Most mammalian cells have a primary cilium which (it is hypothesized) is used to sense the environment. The mammalian cilium is identical to the bacterial flagellum, and the protein machinery associated with the growth, maintenance, and secondary signalling pathways is highly conserved.

There's obvious differences between prokayotic and eukaryotic cells- in addition to size (bacteria are much smaller than protozoans). The presence or absence of a nuclear membrane, the structure of the cell wall (gram positive or negative), but metabolic pathways are conserved, DNA is DNA everywhere, ribosomes are conserved, the ER is conserved, etc. etc. Bacteria do not have mitochondria.

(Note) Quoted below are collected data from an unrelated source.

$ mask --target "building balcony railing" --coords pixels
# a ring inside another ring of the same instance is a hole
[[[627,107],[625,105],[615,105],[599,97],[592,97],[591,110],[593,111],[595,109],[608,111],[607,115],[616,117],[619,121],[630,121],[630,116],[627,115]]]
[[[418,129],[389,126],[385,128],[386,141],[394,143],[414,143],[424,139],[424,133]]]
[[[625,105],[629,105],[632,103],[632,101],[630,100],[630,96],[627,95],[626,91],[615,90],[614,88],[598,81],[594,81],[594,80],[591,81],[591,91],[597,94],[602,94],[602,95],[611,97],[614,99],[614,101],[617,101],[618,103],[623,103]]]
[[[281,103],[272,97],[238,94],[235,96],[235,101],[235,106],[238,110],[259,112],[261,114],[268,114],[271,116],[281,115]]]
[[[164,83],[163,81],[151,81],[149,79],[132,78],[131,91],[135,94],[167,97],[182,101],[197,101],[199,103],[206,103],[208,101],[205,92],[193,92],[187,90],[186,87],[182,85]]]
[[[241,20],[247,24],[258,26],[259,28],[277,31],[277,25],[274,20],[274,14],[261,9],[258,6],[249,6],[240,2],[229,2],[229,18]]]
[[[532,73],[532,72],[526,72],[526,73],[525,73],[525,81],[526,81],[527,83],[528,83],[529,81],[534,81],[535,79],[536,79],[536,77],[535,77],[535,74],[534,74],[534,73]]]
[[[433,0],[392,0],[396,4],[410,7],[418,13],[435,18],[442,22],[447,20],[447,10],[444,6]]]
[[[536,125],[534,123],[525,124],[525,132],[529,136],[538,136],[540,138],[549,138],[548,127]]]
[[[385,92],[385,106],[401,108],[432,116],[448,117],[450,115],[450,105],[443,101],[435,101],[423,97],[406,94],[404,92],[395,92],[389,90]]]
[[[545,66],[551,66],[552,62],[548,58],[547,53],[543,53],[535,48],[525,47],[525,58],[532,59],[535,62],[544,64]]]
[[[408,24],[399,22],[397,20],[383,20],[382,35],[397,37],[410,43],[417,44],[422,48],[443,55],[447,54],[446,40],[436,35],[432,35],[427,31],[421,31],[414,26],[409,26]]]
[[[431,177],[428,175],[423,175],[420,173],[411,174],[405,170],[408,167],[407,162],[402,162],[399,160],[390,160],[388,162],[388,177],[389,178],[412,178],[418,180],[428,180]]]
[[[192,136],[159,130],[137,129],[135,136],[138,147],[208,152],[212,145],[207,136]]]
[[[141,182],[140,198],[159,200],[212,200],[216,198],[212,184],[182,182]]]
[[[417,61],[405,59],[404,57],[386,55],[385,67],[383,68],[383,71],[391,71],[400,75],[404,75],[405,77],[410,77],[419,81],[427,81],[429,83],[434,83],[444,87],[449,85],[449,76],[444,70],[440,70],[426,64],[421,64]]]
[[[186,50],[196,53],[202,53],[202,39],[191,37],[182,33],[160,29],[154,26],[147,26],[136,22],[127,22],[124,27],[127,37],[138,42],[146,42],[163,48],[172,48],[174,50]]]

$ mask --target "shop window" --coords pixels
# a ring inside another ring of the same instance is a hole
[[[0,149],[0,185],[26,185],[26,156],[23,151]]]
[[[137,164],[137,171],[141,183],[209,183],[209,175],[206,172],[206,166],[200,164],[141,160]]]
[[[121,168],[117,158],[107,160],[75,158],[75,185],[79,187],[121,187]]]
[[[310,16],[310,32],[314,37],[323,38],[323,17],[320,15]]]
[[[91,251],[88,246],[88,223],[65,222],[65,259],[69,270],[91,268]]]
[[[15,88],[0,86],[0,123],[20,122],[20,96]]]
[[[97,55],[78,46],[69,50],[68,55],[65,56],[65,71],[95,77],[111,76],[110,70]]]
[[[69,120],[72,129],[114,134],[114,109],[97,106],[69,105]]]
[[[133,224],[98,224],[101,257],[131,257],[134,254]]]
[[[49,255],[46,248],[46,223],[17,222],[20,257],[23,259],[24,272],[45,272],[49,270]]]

Thank you for your reply, Andy, you've pretty much answered the OP. I was silently ignoring prokaryotes.

So even eukaryote bacteria don't have mitochondria... I guess that would make sense for the the endosymbiotic theory (hey, wouldn't that make the eukaryote w/ mitochondria multi-cellular? :P)

Monique said:
A major difference would be the set of genes that is expressed and the way the chromatin is modeled. When a cell differentiates its developmental potential becomes more limited, this is illustrated by a ball rolling downhill through different valleys (Waddington canal). The differentiation is typical for multi-cellular organisms.

Balls rolling down hills, you're speaking my language.

I suspected gene expression would have to be different. Is the underlying gene pool nearly an overlap between the two cases?